Philip Fitzgerald was embarrassed when he is asked about his greatest sense of accomplishment as the chair of the Yukon Hospital Foundation.
“It sounds too financial,” he explained.
“It doesn’t sound right,” he said, finally. “But our bottom line was $800,000.”
That’s available money.
As a professional accountant, and the chief financial officer and president, hotels for Northern Vision Development, Fitzgerald understands it isn’t just about the money – it is all about what the money can do for Yukoners.
“We can reach our targets quicker and keep going,” he said.

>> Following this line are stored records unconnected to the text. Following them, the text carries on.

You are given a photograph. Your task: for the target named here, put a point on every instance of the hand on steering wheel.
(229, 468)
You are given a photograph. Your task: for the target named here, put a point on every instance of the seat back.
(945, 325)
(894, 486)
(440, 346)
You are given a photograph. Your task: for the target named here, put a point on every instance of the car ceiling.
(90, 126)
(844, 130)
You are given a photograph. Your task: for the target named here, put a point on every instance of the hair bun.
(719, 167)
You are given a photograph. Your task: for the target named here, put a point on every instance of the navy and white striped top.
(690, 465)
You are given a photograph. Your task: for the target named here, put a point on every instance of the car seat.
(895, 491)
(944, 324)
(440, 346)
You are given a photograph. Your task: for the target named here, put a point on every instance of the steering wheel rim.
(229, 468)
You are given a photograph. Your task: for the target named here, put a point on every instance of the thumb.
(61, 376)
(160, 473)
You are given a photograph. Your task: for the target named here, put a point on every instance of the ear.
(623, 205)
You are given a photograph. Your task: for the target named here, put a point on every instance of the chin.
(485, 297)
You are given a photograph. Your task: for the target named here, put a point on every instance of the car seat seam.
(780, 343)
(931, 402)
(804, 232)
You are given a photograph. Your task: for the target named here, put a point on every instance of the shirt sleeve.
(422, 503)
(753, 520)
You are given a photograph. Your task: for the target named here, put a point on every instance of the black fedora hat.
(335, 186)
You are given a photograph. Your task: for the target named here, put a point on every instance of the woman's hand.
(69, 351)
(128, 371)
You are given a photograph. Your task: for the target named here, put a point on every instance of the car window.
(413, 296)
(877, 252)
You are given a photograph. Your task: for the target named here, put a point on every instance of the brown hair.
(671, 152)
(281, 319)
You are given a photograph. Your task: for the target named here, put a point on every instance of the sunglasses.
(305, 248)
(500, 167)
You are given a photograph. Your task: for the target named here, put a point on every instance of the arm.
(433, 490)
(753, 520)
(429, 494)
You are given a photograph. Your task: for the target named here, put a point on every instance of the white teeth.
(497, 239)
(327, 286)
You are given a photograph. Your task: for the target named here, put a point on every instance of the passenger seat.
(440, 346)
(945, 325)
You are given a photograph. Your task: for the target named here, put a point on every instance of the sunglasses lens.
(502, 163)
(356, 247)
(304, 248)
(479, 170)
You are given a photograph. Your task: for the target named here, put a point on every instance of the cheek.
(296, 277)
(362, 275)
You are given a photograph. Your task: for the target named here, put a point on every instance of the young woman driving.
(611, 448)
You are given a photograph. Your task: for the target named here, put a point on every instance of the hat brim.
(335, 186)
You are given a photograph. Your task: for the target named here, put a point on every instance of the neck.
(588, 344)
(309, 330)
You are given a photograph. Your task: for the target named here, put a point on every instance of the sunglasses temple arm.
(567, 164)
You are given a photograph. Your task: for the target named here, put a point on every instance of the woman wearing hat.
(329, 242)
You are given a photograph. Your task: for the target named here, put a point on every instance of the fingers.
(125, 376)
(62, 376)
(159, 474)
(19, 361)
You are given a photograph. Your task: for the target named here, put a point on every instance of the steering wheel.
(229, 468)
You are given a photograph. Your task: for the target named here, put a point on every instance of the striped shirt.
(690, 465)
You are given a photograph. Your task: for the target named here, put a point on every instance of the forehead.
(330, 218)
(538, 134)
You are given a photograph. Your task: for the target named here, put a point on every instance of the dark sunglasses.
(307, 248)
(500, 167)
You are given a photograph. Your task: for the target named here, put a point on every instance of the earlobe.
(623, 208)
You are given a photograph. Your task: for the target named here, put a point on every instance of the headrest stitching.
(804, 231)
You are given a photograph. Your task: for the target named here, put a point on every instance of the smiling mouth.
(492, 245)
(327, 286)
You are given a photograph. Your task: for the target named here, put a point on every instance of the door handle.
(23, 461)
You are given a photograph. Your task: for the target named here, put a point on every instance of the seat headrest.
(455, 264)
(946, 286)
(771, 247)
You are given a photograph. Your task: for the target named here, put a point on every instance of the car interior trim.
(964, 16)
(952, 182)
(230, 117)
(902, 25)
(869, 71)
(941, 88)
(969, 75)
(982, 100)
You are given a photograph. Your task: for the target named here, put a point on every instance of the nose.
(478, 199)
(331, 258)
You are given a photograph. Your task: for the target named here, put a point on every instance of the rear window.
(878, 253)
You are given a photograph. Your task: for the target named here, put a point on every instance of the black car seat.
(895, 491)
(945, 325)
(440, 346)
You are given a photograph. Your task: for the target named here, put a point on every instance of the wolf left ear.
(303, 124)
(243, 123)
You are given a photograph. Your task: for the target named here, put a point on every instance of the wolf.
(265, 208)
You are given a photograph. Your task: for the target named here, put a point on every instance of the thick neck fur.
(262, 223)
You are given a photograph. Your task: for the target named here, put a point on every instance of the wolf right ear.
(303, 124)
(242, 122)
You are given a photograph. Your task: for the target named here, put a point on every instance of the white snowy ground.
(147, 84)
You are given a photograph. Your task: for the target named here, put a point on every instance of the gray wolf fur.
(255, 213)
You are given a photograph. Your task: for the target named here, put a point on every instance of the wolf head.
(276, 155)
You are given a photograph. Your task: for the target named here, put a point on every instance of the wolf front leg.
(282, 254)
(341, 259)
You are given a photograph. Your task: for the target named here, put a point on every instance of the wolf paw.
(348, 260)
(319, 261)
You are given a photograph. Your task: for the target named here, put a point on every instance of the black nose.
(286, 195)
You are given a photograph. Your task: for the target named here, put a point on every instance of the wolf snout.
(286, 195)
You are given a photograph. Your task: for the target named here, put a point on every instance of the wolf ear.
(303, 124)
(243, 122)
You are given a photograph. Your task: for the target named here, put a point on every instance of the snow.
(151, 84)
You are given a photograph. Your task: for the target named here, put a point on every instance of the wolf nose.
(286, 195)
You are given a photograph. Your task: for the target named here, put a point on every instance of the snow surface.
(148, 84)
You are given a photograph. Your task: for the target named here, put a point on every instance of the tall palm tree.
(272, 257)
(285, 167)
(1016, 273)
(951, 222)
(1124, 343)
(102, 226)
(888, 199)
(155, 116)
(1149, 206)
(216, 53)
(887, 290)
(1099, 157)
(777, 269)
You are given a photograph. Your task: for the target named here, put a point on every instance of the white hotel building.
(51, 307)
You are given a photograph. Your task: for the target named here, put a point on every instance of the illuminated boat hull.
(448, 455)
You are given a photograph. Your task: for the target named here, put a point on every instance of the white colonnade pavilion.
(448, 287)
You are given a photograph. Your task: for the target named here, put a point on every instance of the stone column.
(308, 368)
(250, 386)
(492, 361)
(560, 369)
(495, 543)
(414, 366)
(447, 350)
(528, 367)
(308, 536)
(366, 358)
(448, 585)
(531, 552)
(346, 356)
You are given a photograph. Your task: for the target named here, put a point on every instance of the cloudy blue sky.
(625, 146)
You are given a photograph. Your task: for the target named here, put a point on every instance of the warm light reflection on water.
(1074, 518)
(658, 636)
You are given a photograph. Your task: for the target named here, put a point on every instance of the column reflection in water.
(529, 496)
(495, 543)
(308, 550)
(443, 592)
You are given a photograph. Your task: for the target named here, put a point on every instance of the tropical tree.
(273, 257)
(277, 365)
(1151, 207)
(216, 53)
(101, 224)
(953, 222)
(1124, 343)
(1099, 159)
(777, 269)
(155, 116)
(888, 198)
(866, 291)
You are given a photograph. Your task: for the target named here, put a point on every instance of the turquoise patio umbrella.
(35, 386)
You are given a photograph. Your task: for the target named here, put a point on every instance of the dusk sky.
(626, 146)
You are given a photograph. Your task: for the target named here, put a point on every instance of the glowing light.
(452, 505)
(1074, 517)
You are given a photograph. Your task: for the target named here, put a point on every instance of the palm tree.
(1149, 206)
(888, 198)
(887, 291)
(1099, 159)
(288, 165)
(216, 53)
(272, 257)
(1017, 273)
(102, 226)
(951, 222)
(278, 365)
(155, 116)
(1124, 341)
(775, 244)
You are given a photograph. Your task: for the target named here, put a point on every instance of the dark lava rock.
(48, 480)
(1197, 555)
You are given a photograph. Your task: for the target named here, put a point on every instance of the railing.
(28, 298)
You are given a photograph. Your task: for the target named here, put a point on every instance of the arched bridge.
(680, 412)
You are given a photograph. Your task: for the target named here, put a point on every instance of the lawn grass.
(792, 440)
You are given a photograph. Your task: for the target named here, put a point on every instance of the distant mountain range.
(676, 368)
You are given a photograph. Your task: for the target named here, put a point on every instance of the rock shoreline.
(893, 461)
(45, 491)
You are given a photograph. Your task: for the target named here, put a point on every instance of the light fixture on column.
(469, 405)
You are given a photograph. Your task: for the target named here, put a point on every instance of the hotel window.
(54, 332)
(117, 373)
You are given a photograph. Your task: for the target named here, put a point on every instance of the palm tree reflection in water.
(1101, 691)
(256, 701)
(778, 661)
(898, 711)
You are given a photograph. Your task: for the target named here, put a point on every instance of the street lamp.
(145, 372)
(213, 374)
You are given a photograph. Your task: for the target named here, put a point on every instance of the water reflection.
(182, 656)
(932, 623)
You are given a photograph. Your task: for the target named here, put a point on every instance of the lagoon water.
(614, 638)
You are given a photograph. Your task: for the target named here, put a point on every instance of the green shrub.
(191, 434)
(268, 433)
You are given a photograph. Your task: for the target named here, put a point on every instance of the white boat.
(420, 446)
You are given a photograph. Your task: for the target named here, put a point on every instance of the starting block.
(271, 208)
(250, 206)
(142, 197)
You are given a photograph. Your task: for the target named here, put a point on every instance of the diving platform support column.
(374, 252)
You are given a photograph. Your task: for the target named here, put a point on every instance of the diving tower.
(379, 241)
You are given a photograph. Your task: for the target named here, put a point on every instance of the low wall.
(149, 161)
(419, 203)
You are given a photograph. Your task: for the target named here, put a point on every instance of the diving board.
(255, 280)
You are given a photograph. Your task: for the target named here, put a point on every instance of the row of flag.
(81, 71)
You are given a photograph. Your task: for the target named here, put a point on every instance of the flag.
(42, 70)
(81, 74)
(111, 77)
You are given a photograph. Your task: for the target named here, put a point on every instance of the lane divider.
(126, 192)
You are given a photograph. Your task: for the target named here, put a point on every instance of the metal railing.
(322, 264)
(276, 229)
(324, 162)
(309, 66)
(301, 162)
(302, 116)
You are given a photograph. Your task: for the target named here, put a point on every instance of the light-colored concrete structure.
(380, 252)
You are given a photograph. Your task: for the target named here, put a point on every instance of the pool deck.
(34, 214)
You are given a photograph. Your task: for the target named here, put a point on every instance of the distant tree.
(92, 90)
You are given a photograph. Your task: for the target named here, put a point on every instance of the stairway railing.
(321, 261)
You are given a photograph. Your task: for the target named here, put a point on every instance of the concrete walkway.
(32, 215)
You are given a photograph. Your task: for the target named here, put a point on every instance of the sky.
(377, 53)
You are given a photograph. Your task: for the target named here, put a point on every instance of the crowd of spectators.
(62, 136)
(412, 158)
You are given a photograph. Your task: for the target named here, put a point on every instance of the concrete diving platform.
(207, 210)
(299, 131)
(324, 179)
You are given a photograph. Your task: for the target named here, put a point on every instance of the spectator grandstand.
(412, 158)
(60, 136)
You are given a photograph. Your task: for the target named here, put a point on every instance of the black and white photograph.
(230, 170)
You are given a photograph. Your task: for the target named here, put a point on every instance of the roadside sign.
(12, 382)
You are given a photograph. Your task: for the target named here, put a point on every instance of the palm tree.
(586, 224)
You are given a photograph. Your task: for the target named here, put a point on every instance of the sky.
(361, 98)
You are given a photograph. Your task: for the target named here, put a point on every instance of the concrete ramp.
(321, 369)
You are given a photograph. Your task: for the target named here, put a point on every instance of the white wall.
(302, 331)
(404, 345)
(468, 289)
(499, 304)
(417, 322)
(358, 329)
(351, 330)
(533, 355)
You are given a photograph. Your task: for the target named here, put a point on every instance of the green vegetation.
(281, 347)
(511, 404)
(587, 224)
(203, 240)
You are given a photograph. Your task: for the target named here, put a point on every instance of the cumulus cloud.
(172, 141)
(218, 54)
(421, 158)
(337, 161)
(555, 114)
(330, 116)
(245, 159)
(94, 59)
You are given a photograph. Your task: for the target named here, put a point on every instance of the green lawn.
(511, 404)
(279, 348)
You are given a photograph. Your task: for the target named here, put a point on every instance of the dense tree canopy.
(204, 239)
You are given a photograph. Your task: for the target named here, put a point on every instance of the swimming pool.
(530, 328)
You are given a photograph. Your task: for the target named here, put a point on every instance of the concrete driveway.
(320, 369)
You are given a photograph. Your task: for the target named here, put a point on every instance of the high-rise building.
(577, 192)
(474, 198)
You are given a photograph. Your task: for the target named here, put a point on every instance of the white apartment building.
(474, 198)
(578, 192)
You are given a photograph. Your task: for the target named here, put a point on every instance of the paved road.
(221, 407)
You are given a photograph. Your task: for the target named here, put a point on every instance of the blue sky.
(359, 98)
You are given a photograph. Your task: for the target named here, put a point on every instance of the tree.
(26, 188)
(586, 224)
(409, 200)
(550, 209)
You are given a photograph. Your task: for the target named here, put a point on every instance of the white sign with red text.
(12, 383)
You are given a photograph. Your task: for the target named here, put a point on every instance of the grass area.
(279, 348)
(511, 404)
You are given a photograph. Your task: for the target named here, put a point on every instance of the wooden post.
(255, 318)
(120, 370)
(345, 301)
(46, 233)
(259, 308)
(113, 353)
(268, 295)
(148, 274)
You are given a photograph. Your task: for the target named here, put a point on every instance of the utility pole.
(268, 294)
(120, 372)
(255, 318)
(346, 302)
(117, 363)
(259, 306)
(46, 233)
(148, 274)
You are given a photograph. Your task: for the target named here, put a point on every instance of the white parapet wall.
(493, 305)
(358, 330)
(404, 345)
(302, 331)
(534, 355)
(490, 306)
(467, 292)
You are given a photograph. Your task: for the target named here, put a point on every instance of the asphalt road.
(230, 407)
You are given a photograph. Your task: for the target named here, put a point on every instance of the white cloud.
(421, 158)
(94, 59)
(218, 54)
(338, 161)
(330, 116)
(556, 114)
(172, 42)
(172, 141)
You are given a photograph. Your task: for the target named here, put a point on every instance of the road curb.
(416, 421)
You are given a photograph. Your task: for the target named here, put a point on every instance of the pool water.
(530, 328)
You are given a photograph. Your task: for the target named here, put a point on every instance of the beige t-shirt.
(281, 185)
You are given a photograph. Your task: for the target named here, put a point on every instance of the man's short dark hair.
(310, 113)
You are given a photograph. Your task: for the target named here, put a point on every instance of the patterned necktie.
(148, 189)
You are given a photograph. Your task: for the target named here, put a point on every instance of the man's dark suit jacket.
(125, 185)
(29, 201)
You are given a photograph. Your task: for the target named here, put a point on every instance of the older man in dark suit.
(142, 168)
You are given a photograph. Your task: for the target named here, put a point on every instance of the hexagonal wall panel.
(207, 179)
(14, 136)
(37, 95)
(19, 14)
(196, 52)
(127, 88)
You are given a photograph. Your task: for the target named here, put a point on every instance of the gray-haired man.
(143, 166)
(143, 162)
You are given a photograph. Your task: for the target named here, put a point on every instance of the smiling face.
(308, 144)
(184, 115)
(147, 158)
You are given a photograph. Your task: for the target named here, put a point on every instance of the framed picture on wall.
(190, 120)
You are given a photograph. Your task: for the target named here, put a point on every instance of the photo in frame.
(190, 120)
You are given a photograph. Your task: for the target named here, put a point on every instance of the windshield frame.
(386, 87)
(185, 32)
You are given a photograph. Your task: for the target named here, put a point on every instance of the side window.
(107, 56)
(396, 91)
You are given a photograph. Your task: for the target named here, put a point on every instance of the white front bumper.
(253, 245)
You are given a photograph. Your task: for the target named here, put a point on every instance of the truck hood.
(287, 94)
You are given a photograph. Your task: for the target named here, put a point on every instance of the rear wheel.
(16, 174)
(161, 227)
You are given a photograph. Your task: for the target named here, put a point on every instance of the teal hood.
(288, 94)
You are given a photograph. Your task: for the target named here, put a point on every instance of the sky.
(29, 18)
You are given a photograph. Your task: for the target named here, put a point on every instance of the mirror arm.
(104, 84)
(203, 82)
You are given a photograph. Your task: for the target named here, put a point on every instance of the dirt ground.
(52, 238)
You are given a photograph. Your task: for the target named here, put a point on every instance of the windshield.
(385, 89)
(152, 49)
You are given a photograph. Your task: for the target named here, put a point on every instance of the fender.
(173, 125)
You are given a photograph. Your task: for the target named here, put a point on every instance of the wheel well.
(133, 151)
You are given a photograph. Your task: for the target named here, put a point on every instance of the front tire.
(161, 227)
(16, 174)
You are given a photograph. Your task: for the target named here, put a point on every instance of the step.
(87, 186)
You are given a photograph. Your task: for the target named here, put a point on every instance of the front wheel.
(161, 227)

“We had a two-year plan to raise funds for a fluoroscopy machine (a state-of-the-art full-motion video x-ray) and we will likely get it done under that time. And, so, we identified a new project: a simulation centre.
“It is a smart training facility – half-million-dollar dolls, really – that allows doctors, nurses and first responders to practise in real-life situations.
“It is for refreshment training and new procedures; we can take it to a mine site and program it to have a heart attack for their emergency medical technicians.”
That $800,000 profit at the end of the year means Yukoners will get medical services more quickly.
For instance, through the good works of the Yukon Hospital Foundation and past foundation chairpersons, Whitehorse General Hospital has the only MRI in the north. And, along with advanced equipment throughout WGH, Dawson City and Watson Lake have portable ultrasound machines and First Nations Health Programs.
“I am not a health expert, I am an accountant,” Fitzgerald explained. “It is nice to know I can leverage my business skills to help the organization go to the next level… an organization that is already set up and has so much goodwill.”
Just as he keeps track of Northern Vision Development’s $85 million in assets as his day job, Fitzgerald sees his role with Yukon Hospital Foundation as “just one cog that coordinates all the great efforts to get everybody going in one direction.”
He said the board provides strategic guidance and support to a full-time president (who is paid by the government, not from donations), liaises with donors and drums up more donations. Then, of course, gives it to the hospital boards.
“I like (the foundation) as an NGO because its main effort is raising money, not spending money, so you get a real sense of accomplishment quickly,” Fitzgerald said. “Ultimately, the hospital touches all of us.”
Besides his volunteer work with the foundation, he is also on government boards, past-president of the Whitehorse Chamber of Commerce and is treasurer of the Yukon Chamber of Commerce. And he was recently tapped to help out with his daughter’s Polarette’s Gymnastics Club.
His bosses at Northern Vision Development don’t seem to mind that he is being pulled in so many directions. Indeed, “Most, if not all of the senior managers, here, are involved in NGOs.
“It is the nature of the environment in the Yukon and we like giving back to the community.
“So, we work around it.”
There are benefits to any employer of staff volunteering, Fitzgerald said. “It is a great stepping stone for people to learn managerial and executive skills outside of your skillset and to prove yourself as a leader.
“You go into roles far quicker and you do more far quicker.”
Still, there are lots of opportunities for Fitzgerald to get out from behind the desk. He can be seen this Christmas season helping out at the annual Northwestel Festival of Trees’ events.
The trees will be displayed this year at the Yukon Government’s Main Administration Building from November 23 to 28 from 9 a.m. to 5 p.m.